Ci sono due modi per fare gli squat con una palla di esercizio. Con entrambe le varianti, assicurarsi che le ginocchia non si vanno oltre le dita dei piedi o si metterà pressione sulle articolazioni del ginocchio. Squat sono buone per gli anziani perché si può costruire la resistenza più bassa del corpo tenendo sotto controllo la vostra gamma di movimento. Solo che si sollevano il peso del corpo, così si riduce la probabilità della ferita.

Variante 1: Stare in piedi con il vostro piedi alla larghezza delle spalle. Tenere la palla davanti a voi all'altezza del petto con le braccia dritto. Questo funziona anche i muscoli deltoidi. Inspirate e piegate le ginocchia. Non vanno abbastanza basso per causare dolore. Spostare il bacino indietro e consentire una leggera inclinazione in avanti con la colonna vertebrale. Espirare come alzarsi indietro.

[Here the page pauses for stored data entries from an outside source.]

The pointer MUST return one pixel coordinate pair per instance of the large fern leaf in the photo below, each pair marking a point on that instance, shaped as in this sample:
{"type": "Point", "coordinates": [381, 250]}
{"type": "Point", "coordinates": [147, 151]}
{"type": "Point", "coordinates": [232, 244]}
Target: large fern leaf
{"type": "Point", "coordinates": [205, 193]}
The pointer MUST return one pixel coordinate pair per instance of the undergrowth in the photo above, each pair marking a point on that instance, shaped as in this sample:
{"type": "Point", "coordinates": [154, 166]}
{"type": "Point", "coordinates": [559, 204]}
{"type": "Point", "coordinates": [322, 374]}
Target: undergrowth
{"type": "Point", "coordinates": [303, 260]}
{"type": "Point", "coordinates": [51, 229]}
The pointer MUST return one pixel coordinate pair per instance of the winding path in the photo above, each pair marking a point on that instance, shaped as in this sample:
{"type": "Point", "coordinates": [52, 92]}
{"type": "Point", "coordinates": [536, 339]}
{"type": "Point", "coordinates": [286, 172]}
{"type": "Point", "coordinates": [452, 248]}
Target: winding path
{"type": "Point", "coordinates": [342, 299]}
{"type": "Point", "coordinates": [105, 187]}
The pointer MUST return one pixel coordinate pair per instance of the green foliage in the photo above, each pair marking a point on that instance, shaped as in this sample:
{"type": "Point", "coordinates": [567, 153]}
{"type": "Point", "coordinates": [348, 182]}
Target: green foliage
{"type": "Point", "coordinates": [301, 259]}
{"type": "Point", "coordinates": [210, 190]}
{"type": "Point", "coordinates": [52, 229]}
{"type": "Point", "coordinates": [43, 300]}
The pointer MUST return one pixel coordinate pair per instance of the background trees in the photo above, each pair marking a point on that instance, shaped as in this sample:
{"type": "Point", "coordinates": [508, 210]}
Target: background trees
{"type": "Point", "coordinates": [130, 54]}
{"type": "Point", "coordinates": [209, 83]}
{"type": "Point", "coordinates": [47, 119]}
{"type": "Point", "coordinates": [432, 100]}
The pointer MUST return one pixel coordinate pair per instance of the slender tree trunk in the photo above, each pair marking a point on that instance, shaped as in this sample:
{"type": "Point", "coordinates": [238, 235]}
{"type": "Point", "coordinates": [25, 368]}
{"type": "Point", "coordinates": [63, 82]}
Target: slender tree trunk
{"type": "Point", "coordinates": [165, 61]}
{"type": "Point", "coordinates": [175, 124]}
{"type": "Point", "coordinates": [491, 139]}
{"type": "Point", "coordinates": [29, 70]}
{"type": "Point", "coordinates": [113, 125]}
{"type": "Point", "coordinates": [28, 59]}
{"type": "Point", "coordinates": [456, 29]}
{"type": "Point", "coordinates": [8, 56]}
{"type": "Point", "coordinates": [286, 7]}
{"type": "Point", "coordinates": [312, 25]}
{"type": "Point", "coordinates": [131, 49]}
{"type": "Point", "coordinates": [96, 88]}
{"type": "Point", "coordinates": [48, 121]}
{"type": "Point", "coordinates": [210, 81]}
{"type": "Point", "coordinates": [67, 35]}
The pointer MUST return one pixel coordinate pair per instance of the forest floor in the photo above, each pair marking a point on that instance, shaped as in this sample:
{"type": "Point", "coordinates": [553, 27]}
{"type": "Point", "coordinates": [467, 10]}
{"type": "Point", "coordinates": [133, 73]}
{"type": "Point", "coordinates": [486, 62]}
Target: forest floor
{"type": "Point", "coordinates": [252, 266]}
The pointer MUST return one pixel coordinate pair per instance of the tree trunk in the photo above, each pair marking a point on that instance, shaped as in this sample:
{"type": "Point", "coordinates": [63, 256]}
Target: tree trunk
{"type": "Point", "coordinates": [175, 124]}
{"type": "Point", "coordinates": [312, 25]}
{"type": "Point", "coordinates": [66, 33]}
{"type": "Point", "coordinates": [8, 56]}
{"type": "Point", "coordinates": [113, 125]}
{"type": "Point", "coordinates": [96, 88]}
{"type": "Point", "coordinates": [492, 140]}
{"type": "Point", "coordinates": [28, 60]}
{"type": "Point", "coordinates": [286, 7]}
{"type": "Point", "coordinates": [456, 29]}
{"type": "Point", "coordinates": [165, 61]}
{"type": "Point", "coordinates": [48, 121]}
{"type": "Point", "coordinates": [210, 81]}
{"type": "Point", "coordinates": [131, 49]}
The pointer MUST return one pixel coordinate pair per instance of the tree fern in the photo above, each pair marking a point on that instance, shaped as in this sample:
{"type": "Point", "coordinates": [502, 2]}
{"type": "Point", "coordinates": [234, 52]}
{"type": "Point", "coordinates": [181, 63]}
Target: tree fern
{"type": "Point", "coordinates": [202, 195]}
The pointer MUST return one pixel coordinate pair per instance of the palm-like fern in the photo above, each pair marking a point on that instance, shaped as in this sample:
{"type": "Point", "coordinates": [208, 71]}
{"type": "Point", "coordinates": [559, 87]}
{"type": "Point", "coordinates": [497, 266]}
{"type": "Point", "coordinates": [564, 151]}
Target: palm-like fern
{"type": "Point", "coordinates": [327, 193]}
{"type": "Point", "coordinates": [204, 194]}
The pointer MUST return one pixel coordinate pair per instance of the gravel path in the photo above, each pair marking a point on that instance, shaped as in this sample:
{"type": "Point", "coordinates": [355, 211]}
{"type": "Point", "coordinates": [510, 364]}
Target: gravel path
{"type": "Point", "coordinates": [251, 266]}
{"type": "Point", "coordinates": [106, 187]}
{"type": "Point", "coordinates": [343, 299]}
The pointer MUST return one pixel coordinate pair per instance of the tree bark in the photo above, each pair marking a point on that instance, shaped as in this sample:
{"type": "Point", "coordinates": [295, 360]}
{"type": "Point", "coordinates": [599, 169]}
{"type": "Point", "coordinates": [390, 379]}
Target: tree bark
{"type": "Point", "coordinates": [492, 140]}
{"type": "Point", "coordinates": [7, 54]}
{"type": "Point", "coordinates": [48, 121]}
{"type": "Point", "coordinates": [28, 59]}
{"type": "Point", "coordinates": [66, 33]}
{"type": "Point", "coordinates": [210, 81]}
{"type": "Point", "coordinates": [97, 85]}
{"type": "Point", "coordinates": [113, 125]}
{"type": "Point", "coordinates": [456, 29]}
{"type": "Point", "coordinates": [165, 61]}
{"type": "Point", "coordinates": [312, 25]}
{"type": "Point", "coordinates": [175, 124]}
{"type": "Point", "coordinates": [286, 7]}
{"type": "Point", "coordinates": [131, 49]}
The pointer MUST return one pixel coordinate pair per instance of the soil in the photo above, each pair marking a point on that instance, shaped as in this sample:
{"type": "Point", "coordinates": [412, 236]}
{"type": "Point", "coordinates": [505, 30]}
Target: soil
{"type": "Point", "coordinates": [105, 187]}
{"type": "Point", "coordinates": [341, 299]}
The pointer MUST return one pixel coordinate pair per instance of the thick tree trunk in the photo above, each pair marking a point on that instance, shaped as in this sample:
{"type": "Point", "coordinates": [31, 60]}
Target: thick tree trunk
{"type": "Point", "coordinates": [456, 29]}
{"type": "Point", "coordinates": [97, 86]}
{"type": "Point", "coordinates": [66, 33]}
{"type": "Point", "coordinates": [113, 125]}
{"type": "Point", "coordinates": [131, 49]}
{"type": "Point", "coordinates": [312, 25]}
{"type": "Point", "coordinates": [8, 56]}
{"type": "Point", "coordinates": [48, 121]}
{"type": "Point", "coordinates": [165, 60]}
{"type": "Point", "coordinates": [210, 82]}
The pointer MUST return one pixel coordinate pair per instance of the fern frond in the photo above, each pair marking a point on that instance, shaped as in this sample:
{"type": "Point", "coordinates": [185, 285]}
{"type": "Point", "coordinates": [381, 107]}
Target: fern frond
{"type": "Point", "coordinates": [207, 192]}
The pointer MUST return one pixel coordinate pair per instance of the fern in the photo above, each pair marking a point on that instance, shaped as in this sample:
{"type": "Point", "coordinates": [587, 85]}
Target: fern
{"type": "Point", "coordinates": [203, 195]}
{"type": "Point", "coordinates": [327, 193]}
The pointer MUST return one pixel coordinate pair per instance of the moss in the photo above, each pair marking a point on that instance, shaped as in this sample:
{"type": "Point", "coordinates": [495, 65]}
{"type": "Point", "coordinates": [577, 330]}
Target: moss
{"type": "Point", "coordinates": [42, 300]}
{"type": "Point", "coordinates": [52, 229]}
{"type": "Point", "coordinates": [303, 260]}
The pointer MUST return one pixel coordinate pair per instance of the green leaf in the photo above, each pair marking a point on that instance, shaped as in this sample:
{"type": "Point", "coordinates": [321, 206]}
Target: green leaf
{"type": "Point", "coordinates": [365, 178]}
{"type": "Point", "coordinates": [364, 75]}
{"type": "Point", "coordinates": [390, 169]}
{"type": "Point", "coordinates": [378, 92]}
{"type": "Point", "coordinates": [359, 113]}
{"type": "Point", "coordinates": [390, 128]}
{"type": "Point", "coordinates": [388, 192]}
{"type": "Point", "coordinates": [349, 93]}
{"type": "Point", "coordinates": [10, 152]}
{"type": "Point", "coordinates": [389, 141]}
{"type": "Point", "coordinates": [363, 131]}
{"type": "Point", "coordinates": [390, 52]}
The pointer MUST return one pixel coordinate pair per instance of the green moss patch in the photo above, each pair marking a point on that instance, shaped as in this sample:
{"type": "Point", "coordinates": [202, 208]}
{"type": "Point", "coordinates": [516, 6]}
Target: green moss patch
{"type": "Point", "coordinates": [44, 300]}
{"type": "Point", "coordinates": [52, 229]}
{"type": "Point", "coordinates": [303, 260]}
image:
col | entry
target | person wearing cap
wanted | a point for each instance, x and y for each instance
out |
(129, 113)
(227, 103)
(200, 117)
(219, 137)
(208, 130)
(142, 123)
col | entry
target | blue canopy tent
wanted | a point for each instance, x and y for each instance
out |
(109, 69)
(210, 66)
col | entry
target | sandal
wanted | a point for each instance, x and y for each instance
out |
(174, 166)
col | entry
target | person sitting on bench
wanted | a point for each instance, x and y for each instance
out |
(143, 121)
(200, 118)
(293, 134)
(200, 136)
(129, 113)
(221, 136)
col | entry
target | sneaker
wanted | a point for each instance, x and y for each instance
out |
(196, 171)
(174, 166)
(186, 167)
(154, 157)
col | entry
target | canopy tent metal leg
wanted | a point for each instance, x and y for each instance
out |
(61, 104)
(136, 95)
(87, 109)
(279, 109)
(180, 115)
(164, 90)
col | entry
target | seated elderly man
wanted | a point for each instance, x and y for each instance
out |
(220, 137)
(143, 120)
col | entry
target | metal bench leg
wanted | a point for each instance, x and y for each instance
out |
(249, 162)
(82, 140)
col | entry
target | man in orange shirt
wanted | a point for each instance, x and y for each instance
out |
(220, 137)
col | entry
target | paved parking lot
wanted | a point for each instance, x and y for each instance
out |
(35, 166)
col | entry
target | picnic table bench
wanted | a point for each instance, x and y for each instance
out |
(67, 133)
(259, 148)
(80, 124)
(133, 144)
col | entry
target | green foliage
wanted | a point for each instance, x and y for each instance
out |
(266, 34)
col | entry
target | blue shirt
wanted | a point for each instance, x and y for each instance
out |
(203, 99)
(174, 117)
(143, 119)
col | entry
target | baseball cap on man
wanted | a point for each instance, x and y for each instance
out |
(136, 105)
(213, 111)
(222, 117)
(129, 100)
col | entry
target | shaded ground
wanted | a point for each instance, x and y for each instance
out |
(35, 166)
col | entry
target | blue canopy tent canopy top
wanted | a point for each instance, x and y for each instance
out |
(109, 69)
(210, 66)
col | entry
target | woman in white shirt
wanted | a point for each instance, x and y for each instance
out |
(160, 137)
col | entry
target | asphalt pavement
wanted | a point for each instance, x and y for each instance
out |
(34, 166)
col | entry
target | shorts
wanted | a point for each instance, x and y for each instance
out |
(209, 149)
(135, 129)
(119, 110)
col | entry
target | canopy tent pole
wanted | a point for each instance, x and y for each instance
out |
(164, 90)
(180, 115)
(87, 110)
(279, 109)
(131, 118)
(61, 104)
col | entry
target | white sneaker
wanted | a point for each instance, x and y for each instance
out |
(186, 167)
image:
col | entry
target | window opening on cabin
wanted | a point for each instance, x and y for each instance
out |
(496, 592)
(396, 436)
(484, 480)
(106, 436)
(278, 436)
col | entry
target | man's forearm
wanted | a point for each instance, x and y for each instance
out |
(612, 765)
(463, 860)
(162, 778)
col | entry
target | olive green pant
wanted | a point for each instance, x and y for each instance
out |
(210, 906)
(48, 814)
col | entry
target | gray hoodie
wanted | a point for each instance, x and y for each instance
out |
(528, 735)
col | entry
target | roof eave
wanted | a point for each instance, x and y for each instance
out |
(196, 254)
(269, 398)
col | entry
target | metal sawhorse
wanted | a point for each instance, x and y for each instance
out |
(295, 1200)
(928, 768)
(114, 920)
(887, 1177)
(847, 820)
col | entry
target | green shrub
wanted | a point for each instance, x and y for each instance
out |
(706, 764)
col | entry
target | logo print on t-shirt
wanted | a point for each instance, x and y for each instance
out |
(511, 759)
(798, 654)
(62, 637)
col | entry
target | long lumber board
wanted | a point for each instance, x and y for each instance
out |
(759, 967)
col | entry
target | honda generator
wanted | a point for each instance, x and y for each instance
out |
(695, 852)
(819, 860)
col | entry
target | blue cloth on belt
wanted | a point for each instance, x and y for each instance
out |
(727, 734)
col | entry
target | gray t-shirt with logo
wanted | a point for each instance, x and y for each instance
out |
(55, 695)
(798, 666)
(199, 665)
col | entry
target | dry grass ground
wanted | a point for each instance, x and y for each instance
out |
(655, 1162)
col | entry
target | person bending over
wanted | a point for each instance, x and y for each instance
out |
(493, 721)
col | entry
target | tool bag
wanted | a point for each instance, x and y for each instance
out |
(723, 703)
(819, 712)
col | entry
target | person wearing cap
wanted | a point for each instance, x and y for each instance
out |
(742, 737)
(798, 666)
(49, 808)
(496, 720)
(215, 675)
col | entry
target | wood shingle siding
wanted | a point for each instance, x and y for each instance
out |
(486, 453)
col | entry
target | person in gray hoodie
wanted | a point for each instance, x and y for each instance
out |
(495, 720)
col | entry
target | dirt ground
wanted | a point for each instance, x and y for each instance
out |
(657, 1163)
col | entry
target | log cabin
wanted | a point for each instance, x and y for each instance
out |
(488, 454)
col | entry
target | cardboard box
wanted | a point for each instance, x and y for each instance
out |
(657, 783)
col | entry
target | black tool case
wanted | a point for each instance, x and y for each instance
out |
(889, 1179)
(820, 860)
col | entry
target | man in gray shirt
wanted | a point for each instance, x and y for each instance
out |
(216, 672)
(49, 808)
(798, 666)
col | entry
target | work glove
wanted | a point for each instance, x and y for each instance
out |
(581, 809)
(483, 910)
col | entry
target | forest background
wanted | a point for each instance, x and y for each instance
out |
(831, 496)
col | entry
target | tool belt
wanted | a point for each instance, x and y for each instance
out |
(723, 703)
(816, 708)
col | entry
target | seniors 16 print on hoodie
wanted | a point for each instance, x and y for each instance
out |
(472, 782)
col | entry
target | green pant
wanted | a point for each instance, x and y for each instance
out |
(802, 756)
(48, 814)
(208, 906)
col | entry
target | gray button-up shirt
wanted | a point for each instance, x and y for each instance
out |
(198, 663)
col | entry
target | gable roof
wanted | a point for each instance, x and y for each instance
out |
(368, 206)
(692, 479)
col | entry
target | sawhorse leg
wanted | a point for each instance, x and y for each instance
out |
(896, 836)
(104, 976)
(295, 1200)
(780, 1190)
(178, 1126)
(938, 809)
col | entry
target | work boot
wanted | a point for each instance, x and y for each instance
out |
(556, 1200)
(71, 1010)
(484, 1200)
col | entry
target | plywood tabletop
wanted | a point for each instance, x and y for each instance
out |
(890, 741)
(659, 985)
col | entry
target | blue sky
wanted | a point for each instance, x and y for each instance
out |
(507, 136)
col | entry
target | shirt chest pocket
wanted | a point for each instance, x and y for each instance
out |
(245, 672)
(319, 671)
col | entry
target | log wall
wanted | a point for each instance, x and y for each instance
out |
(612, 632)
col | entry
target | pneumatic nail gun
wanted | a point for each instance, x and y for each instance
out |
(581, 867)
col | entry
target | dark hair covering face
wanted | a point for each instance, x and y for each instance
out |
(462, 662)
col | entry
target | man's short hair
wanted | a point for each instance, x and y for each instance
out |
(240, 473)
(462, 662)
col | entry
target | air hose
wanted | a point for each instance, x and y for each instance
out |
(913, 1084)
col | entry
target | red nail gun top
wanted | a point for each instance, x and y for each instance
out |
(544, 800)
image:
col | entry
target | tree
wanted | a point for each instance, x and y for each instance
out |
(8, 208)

Variante 2: Squat palla sono buone perché costringono i fianchi di rimanere il livello, quindi costringendo entrambe le gambe a lavorare ugualmente e migliorando la postura. Fare attenzione a non perdere l'equilibrio e cadere. Mettere la palla contro il muro e magra indietro contro di esso. La palla sarà dietro il bacino, non la schiena bassa. Metti le mani sui fianchi e i piedi spalla-larghezza apart. Piegare le ginocchia e seguire le stesse linee guida di cui sopra. Essere sicuri di non lasciare che le ginocchia andare oltre le dita dei piedi. Se avete bisogno di camminare i piedi in avanti un po' così questo non accade, è necessario farlo.

Parte superiore del corpo esercizi

Esercizi di base per le braccia come riccioli bicep, francese preme e bent-braccio laterale solleva può essere fatto sulla palla per lavorare il vostro core, postura ed equilibrio rafforzando le braccia.

Riccioli bicep: stare seduto dritto e alto sulla palla con un manubrio in ogni mano. Sempre scegliere un peso che sarà fatica i muscoli sul tuo ultimo rappresentante sguardo dritto. Appoggiare i piedi sul pavimento. I talloni devono essere giù. Infilare il bacino così la schiena bassa è piatta. Tenere i palmi delle mani braccia con i gomiti leggermente piegati. Mai bloccare le articolazioni. Espirate e rannicchiarsi i palmi delle mani verso le spalle, fermandosi a distanza di un pugno dalla vostra spalla. Inspirate e abbassare le mani.

Francese la Presse: questo esercizio lavora i muscoli tricipiti sulle parti posteriori delle braccia. Stare seduto dritto come descritto sopra. Impugnare un manubrio in ogni mano e metterli palme insieme dietro la testa. Saranno che punta i gomiti al soffitto. Idealmente, i gomiti saranno rivolto in avanti, ma se questo è troppo difficile si può consentire loro di aprire e puntare verso l'esterno. Espirate ed estendere le braccia dritto sopra la testa. Non consentono i gomiti spostare in avanti fuori posizione. Si sono semplicemente raddrizzare le braccia. Inspirate e piegare i gomiti nuovamente. Fare attenzione a non inclinare in avanti il mento e ceppo al collo.

Bent-braccio laterale solleva: sedersi sulla palla con i gomiti piegati ad angolo retto accanto le costole e sotto le spalle. Tirare le spalle indietro. Impugnare un manubrio in ogni mano. Espirare e sollevare le braccia per altezza della spalla. I gomiti rimanere piegati ad angolo retto. Non sollevare sopra l'altezza della spalla. Inspirate e abbassare le braccia indietro lungo i fianchi.

Tenendo voi stessi sulla palla mentre spostando i pesi in varie direzioni e mantenere una buona postura vi aiuterà a costruire e mantenere la forza funzionale per la vita quotidiana. Questi esercizi sono tutti efficaci, ma possono essere fatto con pesi molto leggeri, quindi sono ideali per gli anziani.